Um meio possível de se demarcar os tipos de encenação consiste em


observar como elas tratam o texto: “Por qualquer extremidade que sejam
pegas, todas as perguntas que o teatro faz sempre conduzem a esta? Que
acontece com o sentido do texto no palco?”(Sallenave,1988:93). Cada
década parece haver inventado sua própria relação com os textos e o
palco:

 Os anos cinquenta propuseram uma leitura (respeitosa) das peças


do patrimônio nacional (Vilar)
 Os anos sessenta introduzem uma releitura crítica e distanciada
(Planchon)
 Os anos setenta preferem uma desleitura, deconstrução polifônica
e dialógica (Bakhtin,1978) das práticas significantes (Vitez)
 Os anos oitenta questionam a estética da recepção e o “papel do
leitor” (Eco,1980), tomam altura e propõem metaleituras que
timbram toda observação com o selo do comentário, marginal ou
predominante (Mesguich)
 Os anos noventa restauram os poderes da escritura e assistem uma
eclosão de escrituras tanto autônomas quanto abertas numa
encenação: superleitura que se presta a todas as situações (Colas
ou Py)
 E no terceiro milênio?
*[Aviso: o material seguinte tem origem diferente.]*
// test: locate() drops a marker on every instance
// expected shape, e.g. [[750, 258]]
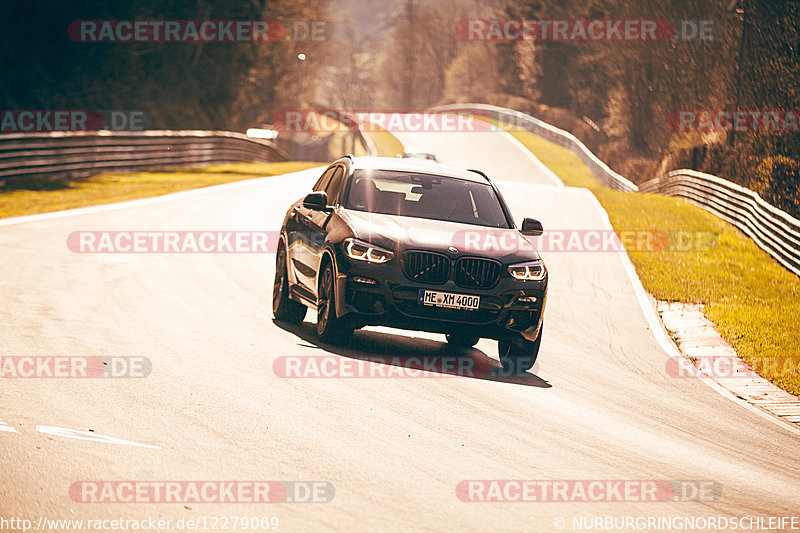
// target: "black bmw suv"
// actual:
[[412, 245]]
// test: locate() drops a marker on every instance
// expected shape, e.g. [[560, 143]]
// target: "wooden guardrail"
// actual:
[[75, 154], [772, 229]]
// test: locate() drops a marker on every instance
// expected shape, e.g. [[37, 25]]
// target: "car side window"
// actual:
[[323, 181], [335, 185]]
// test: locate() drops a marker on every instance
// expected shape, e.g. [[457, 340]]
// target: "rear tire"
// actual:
[[283, 308], [518, 355], [330, 328], [460, 340]]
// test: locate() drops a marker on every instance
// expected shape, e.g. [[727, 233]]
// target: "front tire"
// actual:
[[330, 328], [283, 308], [518, 355]]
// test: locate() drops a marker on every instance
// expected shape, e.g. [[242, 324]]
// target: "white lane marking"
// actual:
[[6, 427], [651, 315], [541, 166], [87, 435], [127, 204]]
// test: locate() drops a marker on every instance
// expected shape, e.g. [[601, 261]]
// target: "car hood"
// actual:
[[399, 233]]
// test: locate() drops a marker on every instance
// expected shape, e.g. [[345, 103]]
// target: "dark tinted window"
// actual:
[[323, 181], [425, 196], [335, 185]]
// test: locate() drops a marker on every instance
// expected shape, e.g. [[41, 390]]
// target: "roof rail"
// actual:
[[482, 173]]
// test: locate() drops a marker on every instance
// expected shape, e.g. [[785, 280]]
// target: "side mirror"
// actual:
[[531, 226], [318, 201]]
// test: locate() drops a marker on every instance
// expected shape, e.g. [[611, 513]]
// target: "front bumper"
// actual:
[[512, 308]]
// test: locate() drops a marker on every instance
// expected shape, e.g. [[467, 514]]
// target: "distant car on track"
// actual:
[[396, 242]]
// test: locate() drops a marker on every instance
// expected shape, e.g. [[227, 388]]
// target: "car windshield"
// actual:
[[425, 196]]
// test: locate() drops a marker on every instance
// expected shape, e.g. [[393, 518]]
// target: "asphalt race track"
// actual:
[[598, 405]]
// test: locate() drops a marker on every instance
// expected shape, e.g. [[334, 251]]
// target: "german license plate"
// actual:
[[449, 300]]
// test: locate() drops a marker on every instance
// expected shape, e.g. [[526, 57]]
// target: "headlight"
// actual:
[[532, 270], [362, 251]]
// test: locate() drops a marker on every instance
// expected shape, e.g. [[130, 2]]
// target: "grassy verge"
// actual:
[[40, 196], [751, 299]]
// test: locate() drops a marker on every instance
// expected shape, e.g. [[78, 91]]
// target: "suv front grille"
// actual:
[[476, 273], [426, 267]]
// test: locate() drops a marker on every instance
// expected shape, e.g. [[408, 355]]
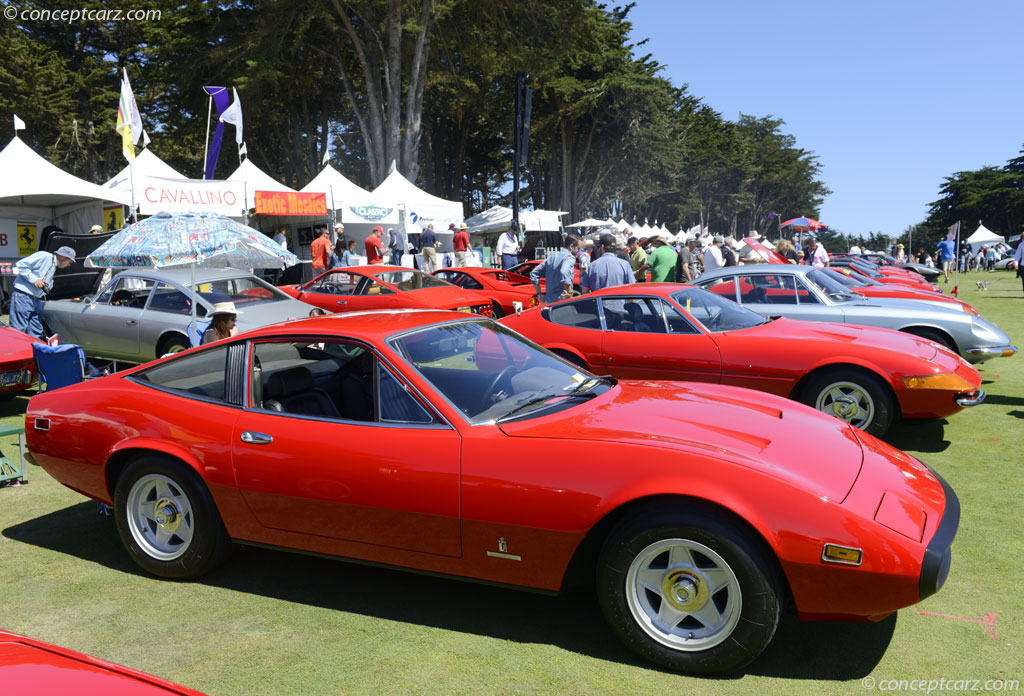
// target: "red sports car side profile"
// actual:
[[865, 376], [503, 287], [29, 667], [17, 367], [446, 443], [380, 287]]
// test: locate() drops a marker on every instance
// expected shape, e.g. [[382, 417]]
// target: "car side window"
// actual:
[[335, 284], [635, 314], [581, 313], [197, 375], [335, 380], [169, 299]]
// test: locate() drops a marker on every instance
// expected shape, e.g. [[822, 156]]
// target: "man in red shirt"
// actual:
[[461, 243], [375, 248], [320, 250]]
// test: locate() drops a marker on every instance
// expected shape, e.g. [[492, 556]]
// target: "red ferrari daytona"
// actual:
[[450, 444]]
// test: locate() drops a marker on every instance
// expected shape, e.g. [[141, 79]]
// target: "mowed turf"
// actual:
[[281, 623]]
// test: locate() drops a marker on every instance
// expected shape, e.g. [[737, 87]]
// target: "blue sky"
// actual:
[[892, 96]]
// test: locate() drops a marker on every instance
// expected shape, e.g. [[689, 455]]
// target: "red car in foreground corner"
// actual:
[[451, 444], [17, 367], [865, 376], [30, 667], [503, 287], [379, 287]]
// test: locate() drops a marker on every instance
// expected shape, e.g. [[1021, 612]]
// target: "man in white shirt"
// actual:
[[713, 257]]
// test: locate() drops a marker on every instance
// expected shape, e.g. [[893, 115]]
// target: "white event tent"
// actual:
[[35, 193]]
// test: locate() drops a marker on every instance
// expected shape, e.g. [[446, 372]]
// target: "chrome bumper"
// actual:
[[966, 400], [991, 351]]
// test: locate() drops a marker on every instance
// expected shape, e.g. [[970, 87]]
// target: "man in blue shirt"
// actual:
[[557, 271], [946, 253], [35, 278], [609, 269]]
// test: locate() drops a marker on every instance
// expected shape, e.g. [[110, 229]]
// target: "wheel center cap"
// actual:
[[684, 590], [167, 515]]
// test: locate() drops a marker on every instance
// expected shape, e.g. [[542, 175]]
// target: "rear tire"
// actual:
[[689, 591], [167, 519]]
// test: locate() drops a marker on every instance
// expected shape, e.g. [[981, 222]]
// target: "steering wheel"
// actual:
[[487, 399]]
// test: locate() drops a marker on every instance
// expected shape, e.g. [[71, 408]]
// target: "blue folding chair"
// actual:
[[60, 365]]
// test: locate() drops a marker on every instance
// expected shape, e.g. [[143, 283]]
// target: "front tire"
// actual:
[[167, 519], [854, 396], [689, 591]]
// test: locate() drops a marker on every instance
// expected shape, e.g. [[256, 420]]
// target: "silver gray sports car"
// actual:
[[143, 313], [800, 292]]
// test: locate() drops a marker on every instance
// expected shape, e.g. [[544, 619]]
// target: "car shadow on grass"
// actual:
[[919, 436], [571, 621]]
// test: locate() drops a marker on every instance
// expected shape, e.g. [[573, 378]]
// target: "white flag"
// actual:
[[232, 115]]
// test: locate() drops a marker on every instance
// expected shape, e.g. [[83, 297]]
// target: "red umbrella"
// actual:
[[804, 224]]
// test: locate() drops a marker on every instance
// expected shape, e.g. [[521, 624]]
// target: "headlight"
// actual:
[[950, 382]]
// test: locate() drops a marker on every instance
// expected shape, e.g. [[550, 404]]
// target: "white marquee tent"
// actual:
[[35, 193]]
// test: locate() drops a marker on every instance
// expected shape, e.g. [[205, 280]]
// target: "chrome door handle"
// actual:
[[256, 438]]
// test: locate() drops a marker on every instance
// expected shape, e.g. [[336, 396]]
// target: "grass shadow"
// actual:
[[572, 621], [921, 436]]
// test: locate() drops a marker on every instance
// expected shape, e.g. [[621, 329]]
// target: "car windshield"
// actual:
[[411, 279], [836, 291], [715, 312], [489, 373], [246, 290]]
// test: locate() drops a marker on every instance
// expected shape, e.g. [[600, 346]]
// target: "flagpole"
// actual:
[[206, 146]]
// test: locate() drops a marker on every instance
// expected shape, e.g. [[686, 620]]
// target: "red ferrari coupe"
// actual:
[[29, 666], [503, 287], [865, 376], [17, 368], [378, 287], [450, 444]]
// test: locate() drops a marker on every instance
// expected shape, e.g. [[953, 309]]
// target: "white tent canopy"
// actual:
[[500, 217], [253, 179], [983, 236], [421, 207], [35, 193]]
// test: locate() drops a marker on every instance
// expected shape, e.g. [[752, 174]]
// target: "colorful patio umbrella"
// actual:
[[804, 224]]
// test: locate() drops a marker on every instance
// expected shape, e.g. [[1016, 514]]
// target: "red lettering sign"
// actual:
[[283, 203]]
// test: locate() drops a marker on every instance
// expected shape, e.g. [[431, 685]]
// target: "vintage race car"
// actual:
[[143, 313], [30, 666], [381, 287], [865, 376], [799, 292], [450, 444], [505, 288], [17, 368]]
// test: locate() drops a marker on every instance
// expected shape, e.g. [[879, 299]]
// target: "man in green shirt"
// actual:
[[638, 259], [663, 261]]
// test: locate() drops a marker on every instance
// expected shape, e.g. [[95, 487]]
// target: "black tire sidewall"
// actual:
[[755, 570], [876, 388], [210, 544]]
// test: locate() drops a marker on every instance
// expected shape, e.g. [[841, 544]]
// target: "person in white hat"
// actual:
[[222, 324], [34, 280]]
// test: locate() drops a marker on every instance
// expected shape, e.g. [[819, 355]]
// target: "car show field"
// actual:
[[275, 622]]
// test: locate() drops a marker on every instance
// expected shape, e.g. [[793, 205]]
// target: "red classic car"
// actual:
[[17, 368], [30, 666], [865, 376], [503, 287], [379, 287], [450, 444]]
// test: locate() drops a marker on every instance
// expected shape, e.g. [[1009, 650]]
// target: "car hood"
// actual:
[[870, 337], [767, 433]]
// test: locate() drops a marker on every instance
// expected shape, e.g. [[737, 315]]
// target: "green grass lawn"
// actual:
[[279, 623]]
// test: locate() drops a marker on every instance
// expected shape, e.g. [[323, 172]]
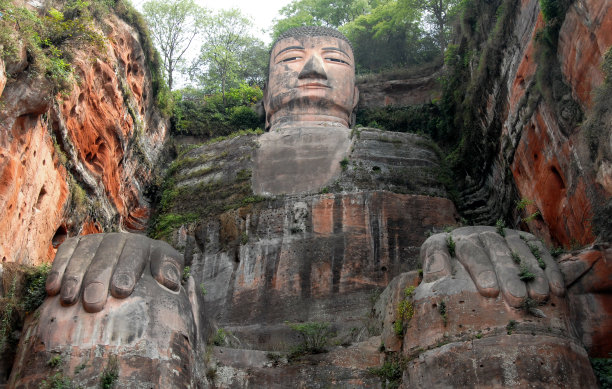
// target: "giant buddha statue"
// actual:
[[310, 253]]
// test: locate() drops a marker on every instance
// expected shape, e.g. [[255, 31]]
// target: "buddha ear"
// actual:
[[266, 105], [353, 115]]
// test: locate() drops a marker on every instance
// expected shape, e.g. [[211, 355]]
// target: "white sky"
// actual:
[[262, 12]]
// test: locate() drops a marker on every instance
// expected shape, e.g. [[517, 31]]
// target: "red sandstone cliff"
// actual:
[[77, 163], [543, 141]]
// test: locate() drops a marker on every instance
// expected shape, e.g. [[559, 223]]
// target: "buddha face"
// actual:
[[311, 79]]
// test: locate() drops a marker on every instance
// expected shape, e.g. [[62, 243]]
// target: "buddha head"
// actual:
[[311, 80]]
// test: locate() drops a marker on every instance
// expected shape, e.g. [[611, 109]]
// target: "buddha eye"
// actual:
[[338, 60]]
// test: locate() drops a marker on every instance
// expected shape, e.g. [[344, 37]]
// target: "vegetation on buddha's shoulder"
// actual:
[[602, 367], [196, 187], [210, 116]]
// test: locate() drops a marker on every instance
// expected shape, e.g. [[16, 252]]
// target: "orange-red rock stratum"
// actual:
[[79, 163]]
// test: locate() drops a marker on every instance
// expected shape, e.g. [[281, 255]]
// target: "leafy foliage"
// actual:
[[173, 25], [230, 54], [450, 245], [110, 374], [25, 293], [163, 98], [384, 34], [405, 311], [315, 336], [204, 115], [390, 372], [603, 371], [219, 338]]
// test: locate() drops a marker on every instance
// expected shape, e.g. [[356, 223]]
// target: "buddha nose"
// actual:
[[313, 69]]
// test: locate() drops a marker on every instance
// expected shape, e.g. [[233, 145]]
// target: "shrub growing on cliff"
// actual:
[[602, 367]]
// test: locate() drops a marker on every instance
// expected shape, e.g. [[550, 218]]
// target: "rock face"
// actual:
[[421, 88], [542, 142], [79, 163]]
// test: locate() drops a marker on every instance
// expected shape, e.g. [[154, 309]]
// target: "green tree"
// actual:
[[229, 55], [173, 24], [388, 36]]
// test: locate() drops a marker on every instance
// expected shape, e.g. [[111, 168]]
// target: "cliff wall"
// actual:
[[77, 162]]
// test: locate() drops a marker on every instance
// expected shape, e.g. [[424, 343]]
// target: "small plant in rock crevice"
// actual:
[[443, 312], [110, 374], [220, 337], [405, 311], [54, 361], [450, 244], [501, 227], [186, 274], [525, 274], [511, 326], [390, 372]]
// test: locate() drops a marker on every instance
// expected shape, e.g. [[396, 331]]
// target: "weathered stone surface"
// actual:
[[105, 140], [518, 360], [152, 334], [313, 258], [588, 278], [543, 144], [462, 335], [411, 90], [342, 367], [296, 160], [583, 40]]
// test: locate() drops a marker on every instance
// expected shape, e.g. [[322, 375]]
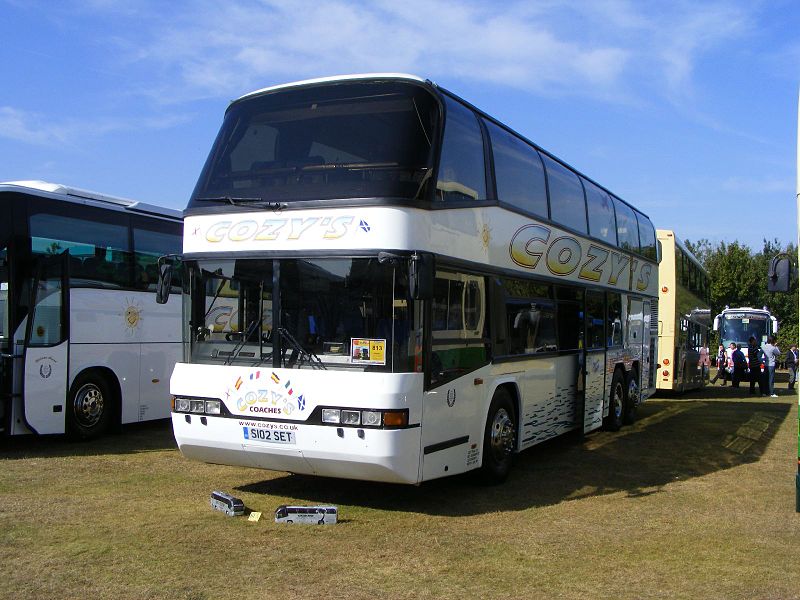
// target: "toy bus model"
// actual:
[[310, 515], [233, 507]]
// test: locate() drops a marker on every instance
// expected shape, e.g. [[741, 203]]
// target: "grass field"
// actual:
[[696, 500]]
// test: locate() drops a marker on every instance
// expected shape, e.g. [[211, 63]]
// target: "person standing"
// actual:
[[791, 364], [722, 365], [739, 364], [704, 363], [754, 360], [771, 352]]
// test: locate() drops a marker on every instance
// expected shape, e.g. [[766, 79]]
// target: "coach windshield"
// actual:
[[332, 313], [352, 140]]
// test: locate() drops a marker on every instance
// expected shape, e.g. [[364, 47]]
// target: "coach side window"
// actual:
[[570, 318], [567, 203], [627, 228], [462, 171], [148, 245], [459, 343], [600, 206], [530, 317], [98, 251], [595, 320], [518, 171], [647, 236], [614, 319]]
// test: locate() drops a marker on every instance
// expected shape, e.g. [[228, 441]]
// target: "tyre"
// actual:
[[632, 396], [90, 406], [616, 407], [499, 439]]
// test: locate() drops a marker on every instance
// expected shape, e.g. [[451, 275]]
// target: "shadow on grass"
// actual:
[[134, 437], [671, 440]]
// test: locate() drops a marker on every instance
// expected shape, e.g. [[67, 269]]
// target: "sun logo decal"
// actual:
[[132, 316], [486, 236]]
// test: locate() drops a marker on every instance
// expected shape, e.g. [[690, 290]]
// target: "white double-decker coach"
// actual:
[[385, 283]]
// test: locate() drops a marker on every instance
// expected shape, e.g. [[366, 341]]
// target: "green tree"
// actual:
[[739, 278]]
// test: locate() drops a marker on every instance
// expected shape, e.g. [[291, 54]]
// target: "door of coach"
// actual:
[[47, 347]]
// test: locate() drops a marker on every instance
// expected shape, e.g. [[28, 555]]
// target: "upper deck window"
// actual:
[[647, 236], [336, 141], [602, 224], [627, 228], [519, 172], [567, 204], [462, 169]]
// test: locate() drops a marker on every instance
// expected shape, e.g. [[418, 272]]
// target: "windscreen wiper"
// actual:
[[240, 344], [299, 352], [243, 201]]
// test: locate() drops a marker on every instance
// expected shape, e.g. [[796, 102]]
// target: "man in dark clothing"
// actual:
[[754, 360], [739, 364], [722, 365], [791, 364]]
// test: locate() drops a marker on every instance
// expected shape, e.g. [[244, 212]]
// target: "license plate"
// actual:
[[270, 436]]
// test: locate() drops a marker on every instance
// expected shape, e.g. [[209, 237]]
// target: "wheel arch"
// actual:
[[513, 391], [113, 383]]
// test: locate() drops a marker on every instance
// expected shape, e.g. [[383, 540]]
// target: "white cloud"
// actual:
[[759, 186], [28, 128], [239, 46], [35, 129]]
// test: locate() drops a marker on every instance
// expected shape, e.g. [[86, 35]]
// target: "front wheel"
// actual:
[[499, 439], [89, 409]]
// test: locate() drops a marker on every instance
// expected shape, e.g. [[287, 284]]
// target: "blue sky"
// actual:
[[687, 109]]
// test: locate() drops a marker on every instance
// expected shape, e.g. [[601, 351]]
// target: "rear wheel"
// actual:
[[90, 406], [499, 439], [616, 407]]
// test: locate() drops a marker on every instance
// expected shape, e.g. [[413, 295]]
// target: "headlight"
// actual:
[[331, 415], [371, 418], [351, 417]]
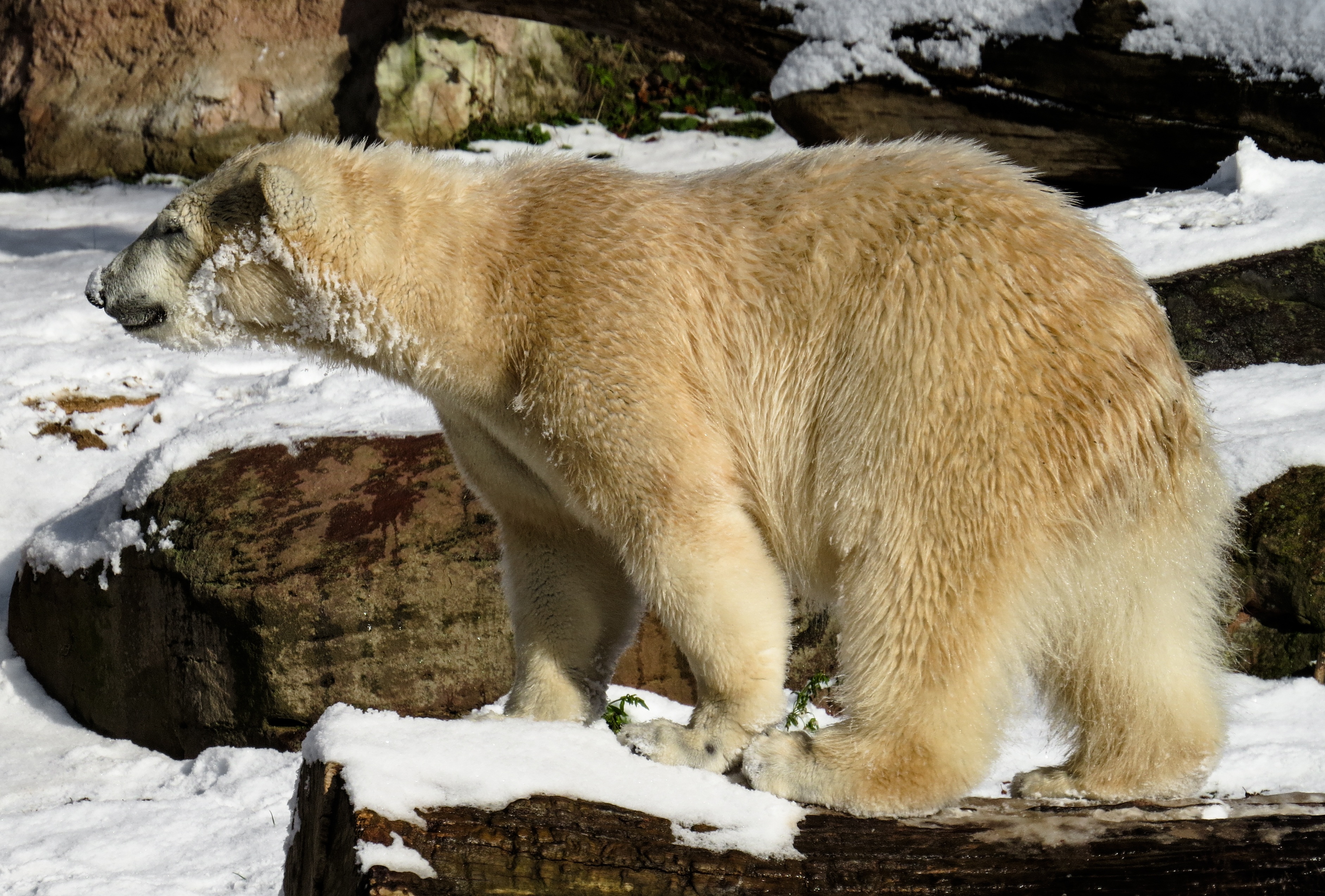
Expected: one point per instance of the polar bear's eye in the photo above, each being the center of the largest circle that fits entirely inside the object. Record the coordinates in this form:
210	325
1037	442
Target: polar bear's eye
169	225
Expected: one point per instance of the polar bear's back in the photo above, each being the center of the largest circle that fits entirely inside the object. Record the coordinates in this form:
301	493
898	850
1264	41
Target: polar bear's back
880	339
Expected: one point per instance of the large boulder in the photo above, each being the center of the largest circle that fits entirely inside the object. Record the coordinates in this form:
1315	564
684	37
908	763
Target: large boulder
1250	311
277	584
1280	569
1096	120
138	87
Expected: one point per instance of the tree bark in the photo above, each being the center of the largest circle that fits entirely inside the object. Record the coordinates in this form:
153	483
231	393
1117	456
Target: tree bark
1094	120
553	845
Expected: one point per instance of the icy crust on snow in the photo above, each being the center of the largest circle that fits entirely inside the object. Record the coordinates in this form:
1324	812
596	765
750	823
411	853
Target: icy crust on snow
1262	39
851	39
1266	421
397	765
1252	204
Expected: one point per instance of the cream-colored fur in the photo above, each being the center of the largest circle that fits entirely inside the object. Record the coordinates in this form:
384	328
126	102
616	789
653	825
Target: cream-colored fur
902	381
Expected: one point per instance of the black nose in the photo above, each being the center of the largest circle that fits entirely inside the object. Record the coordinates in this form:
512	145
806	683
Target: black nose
93	289
138	317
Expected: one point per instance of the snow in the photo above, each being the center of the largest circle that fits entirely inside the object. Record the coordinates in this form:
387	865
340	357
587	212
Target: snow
1263	39
1252	204
81	813
850	39
1276	744
1266	419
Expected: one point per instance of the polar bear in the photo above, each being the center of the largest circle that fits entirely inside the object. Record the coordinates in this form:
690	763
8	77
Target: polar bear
900	381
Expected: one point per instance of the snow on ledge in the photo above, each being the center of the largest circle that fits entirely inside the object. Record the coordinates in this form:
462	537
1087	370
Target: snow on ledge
850	39
398	765
397	857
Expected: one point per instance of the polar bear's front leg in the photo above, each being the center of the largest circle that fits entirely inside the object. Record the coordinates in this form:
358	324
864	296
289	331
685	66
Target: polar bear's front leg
573	613
725	604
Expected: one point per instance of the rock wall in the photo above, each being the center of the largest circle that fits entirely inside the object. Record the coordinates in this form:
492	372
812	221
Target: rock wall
275	585
134	87
121	88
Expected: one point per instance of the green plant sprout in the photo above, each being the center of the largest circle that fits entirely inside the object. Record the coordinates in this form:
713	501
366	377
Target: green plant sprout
615	714
818	682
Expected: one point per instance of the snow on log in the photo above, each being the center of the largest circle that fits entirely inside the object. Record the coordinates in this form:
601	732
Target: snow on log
553	845
1088	101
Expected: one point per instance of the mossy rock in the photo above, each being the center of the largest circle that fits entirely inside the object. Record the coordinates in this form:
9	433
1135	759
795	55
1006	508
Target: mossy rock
1280	568
274	585
1251	311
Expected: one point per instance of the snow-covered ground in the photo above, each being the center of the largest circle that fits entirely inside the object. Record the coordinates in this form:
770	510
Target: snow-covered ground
850	39
84	814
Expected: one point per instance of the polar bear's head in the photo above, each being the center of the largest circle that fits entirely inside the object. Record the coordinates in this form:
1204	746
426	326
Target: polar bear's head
216	264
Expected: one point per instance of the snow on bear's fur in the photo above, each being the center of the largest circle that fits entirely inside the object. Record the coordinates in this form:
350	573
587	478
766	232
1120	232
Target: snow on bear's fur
902	381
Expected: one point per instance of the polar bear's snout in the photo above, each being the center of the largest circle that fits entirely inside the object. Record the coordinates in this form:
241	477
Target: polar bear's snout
133	312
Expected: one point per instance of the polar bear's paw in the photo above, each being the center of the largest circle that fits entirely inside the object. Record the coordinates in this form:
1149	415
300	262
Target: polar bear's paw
829	769
671	744
784	764
1050	782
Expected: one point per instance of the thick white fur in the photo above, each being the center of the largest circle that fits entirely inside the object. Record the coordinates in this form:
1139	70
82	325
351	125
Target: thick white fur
902	380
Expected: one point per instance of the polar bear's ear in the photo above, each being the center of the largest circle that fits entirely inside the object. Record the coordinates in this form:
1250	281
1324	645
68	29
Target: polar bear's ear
288	203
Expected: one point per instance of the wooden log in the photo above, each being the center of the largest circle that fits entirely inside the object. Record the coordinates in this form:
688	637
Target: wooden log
742	32
552	845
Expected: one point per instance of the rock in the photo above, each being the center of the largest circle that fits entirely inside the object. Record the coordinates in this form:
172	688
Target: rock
1094	120
458	68
1251	311
90	90
1280	568
1098	121
747	34
553	845
138	87
358	570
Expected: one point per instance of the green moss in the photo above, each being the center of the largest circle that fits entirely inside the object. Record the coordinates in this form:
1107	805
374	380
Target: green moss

O texto, ou o hipertexto, talvez passe da
memória humana à memory da máquina, do corpo à virtualidade, sem
que ninguém tenha mais consciência dele, misturadas que estarão
hiperescritura e hiperleitura

Pavis, Patrice. “Encenação”. Dicionário de Teatro. Trad. J.Guinsburg e


Maria Lúcia Pereira. São Paulo: Perspectiva, 1999.